Television footage displayed throngs of worried residents and holidaymakers in Bodrum`s streets.
«The fattest problem at the moment are electro-stimulation cuts in certain areas (of the city),» Bodrum mayor Mehmet Kocadon told NTV television.
«There is light harm and no reports that anyone has been killed» in the area, he added.
The quake struck Friday at one hundred thirty one local time (2231 GMT Thursday).
The Adliye mosque in central Bodrum suffered some harm, with police cordoning it off to prevent people being wounded by fallen debris, the state-run Anadolu news agency said.
The quake was also felt on the Datca peninsula — also a major resort area — as well as Turkey`s third city of Izmir on the Aegean to the north.
Turkish television said the earthquake triggered high swings off Gumbet near Bodrum which flooded a road and left parked cars stranded. There were no reports of casualties.
An AFP correspondent holidaying in Bodrum said the quake was followed by aftershocks.
«The bed shook a lot. Some bottles fell and broke in the kitchen and the patio,» said Turkish pensioner Dilber Arikan, who has a summer house in the area.
«I screamed I was very panicked because I was alone.»
Erdinc Kalece, 47, and his son Baris, 23, were witnessing out the night in the open air in a makeshift bed outside their house in the Turgutreis district outside Bodrum.
«My father and mother were sleeping, I was driving. It was very bad. The road was shivering. I slowed down, waited. I was not startled but anxious,» said Baris.
Erdinc added: «Now we`re waiting for the aftershock quakes to end.»

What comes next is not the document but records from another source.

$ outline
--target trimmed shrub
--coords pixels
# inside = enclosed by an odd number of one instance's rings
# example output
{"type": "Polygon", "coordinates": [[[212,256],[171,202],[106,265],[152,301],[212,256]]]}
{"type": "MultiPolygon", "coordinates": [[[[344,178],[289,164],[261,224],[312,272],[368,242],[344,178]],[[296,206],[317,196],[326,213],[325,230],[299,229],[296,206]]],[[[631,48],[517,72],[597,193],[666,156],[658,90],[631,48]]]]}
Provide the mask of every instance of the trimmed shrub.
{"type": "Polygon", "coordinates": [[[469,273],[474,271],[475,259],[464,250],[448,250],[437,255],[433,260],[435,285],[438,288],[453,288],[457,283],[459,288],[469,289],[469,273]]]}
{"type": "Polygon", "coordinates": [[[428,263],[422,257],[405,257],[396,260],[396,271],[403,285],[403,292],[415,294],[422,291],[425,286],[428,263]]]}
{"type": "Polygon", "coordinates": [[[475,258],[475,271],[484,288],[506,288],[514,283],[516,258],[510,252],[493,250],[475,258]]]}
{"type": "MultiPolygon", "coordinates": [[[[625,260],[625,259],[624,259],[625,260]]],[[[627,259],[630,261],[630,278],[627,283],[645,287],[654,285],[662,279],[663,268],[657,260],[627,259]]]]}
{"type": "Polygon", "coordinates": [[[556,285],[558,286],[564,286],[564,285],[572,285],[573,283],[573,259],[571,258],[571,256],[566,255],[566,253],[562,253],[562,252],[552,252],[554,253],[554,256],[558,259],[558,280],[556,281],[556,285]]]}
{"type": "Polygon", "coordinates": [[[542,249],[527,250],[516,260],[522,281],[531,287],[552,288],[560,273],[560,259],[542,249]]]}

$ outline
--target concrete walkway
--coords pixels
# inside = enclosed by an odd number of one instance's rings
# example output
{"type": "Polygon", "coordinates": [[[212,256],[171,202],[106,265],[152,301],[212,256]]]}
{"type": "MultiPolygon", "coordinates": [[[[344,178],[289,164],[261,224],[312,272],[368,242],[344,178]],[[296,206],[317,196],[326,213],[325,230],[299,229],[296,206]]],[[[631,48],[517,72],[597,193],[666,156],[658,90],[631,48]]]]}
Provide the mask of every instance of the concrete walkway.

Harm caused by a quake in Kos, Greece, July 21, two thousand seventeen is seen in this still photograph uploaded on social media. (Reuters Photo)
The quake was also felt on the Greek island of Rhodes.

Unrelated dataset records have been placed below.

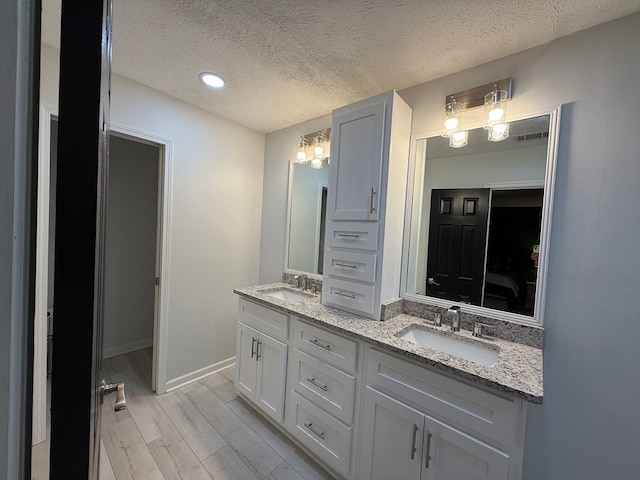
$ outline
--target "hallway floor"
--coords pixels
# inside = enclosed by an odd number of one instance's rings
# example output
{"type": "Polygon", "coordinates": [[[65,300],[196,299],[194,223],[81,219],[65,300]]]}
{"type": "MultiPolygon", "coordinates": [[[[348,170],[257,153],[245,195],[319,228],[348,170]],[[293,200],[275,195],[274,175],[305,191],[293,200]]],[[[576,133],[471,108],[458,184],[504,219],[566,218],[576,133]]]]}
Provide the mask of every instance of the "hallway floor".
{"type": "MultiPolygon", "coordinates": [[[[164,395],[151,391],[151,349],[105,360],[104,374],[125,382],[127,408],[106,397],[100,480],[332,478],[238,397],[233,367],[164,395]]],[[[43,466],[33,479],[48,477],[43,466]]]]}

«We were very astonished. We were funked and we instantaneously went outside,» Teddy Dijoux, who was holidaying with his family at a Rhodes resort, told AFP.
«That lasted a long time. I quickly gathered up my children to leave the hotel,» said holidaymaker Sylvie Jannot.
Turkey and Greece sit on significant fault lines and have regularly been hit by earthquakes in latest years.
This year alone, Turkey`s western Aegean coast was hit by several significant earthquakes, which brought back memories of past deadly earthquakes.
In June, a 6.3-magnitude earthquake gutted a village on the Greek island of Lesbos, killing a woman and leaving more than fifteen injured. The quake also caused funk on Turkey`s Aegean coast.
On August 17, 1999, a giant earthquake measuring more than 7.0 magnitude near the city of Izmit devastated vast areas in the country`s densely populated northwestern zone, notably around Istanbul, killing over 17,000 people.